IC 443 may be the remains of a supernova that occurred 30,000 - 35,000 years ago. The same supernova event likely created the neutron star CXOU J061705.3+222127, the collapsed remnant of the stellar core. IC 443 is one of the best-studied cases of supernova remnants interacting with surrounding molecular clouds.
The SNR optical and radio morphology is shell-like (e.g. a prototypical shell-like SNR is SN 1006), consisting of two connected sub-shells with different centers and radii. A third, larger sub-shell—initially attributed to IC 443—is now recognized as a different and older (100,000 years) SNR, called G189.6+3.3.
Notably, IC 443 X-ray morphology is centrally peaked and a very soft X-ray shell is barely visible. Unlike plerion remnants, e.g. the Crab Nebula, the inner X-ray emission is not dominated by the central pulsar wind nebula. It has indeed a thermal origin.
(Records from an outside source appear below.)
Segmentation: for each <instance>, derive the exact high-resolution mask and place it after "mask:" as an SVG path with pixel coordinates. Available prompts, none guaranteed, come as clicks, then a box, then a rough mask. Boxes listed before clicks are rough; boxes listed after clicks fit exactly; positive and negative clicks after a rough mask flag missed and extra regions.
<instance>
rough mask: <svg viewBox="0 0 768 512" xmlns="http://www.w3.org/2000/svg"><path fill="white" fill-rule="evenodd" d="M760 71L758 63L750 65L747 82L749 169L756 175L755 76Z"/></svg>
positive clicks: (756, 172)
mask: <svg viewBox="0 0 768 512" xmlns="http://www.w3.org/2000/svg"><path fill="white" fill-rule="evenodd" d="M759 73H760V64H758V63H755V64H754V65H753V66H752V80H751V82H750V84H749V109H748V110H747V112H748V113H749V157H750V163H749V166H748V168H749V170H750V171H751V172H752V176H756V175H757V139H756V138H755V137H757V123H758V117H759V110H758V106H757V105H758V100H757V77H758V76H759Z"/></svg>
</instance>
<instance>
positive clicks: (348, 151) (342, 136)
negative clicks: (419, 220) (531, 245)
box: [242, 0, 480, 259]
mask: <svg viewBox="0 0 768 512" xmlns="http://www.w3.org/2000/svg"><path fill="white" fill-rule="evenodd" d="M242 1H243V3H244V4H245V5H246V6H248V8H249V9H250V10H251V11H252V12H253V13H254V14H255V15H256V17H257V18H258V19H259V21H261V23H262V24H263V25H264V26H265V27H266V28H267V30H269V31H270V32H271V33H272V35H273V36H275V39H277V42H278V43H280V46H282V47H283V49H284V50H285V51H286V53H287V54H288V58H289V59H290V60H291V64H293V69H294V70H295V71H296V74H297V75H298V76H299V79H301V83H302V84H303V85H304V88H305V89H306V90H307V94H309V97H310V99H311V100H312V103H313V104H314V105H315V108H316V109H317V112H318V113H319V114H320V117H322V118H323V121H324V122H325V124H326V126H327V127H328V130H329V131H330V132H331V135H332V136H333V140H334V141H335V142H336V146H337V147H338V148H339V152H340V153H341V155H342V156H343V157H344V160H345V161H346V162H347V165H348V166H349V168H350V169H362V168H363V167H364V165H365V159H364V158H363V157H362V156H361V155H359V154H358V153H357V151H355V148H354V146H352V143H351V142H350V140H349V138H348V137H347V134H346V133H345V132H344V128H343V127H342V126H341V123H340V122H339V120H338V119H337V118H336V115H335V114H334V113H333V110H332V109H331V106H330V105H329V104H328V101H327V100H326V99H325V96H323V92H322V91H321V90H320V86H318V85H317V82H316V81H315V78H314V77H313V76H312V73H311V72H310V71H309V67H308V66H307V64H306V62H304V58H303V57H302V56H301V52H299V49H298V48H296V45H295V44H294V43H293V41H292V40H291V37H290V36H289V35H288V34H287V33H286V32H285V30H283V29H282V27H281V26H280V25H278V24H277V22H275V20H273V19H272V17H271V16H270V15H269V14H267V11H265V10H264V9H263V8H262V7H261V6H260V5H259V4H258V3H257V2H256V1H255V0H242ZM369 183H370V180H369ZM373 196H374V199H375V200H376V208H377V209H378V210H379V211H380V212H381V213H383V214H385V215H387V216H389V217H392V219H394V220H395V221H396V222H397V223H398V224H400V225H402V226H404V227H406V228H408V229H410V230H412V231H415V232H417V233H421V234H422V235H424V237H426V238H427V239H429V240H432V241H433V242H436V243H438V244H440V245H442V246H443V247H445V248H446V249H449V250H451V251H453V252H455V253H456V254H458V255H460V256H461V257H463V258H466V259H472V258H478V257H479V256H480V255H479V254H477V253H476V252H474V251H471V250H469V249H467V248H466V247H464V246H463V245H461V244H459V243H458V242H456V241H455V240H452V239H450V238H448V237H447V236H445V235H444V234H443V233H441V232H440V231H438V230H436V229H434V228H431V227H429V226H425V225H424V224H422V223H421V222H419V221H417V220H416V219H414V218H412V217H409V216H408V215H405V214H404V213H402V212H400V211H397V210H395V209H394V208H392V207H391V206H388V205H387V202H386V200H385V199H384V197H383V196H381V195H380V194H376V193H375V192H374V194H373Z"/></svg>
IC 443 shows very similar features to the class of mixed morphology SNRs. Both optical and X-ray emission are heavily absorbed by a giant molecular cloud in the foreground, crossing the whole remnant body from northwest to southeast.
The remnant's age is still uncertain. There is some agreement that the progenitor supernova happened between 3,000 and 30,000 years ago. Recent Chandra and XMM-Newton observations identified a plerion nebula, close to the remnant southern rim. The point source near the apex of the nebula is a neutron star, relic of a SN explosion. The location in a star forming region and the presence of a neutron star favor a Type II supernova, the ultimate fate of a massive star, as the progenitor explosion.
The SNR IC 443 is located in the galactic anticenter direction (l=189.1°), close to the galactic plane (b=+3.0°). Many objects lie in the same region of sky: the HII region S249, several young stars (members of the GEM OB1 association), and an older SNR (G189.6+3.3).
The remnant is evolving in a rich and complex environment, which strongly affects its morphology. Multi-wavelength observations show the presence of sharp density gradients and different cloud geometries in the surroundings of IC 443. Massive stars are known to be short lived (roughly 30 million years), ending their life when they are still embedded within the progenitor cloud. The more massive stars (O-type) probably clear the circum-stellar environment by powerful stellar winds or photoionizing radiation. Early B-type stars, with a typical mass between 8 and 12 solar masses, are not capable of this, and they likely interact with the primordial molecular cloud when they explode. Thus, it is not surprising that the SNR IC 443, which is thought to be the aftermath of a stellar explosion, evolved in such a complex environment. For instance, an appreciable fraction of supernova remnants lies close to dense molecular clouds (~50 out of 265 in the Green catalogue), and most of them (~60%) show clear signs of interaction with the adjacent cloud.
X-ray and the optical images are characterized by a dark lane, crossing IC 443 from northwest to southeast. Emission from quiescent molecular gas has been observed toward the same direction,[9] and it is likely due to a giant molecular cloud, located between the remnant and the observer. This is the main source of extinction of the low energy SNR emission.
In the southeast the blast wave is interacting with a very dense (~10,000 cm−3) and clumpy molecular cloud, such that the emitting shocked gas has a ring-like shape. The blast wave has been strongly decelerated by the cloud and is moving with an estimated velocity of roughly 30–40 km s−1. OH (1720 MHz) maser emission, which is a robust tracer of interaction between SNRs and dense molecular clouds, has been detected in this region.[11] A source of gamma-ray radiation is spatially coincident with IC 443 and the maser emission region, though is not well understood whether it is physically associated with the remnant or not.
In the northeast, where the brightest optical filaments are located, the SNR is interacting with a very different environment. The forward shock has encountered a wall of neutral hydrogen (HI), and is propagating into a less dense medium (~10-1,000 cm−3) with a much higher velocity (80–100 km s−1) than in the southern ridge.
In the western region, the shock wave breaks out into a more homogeneous and rarefied medium.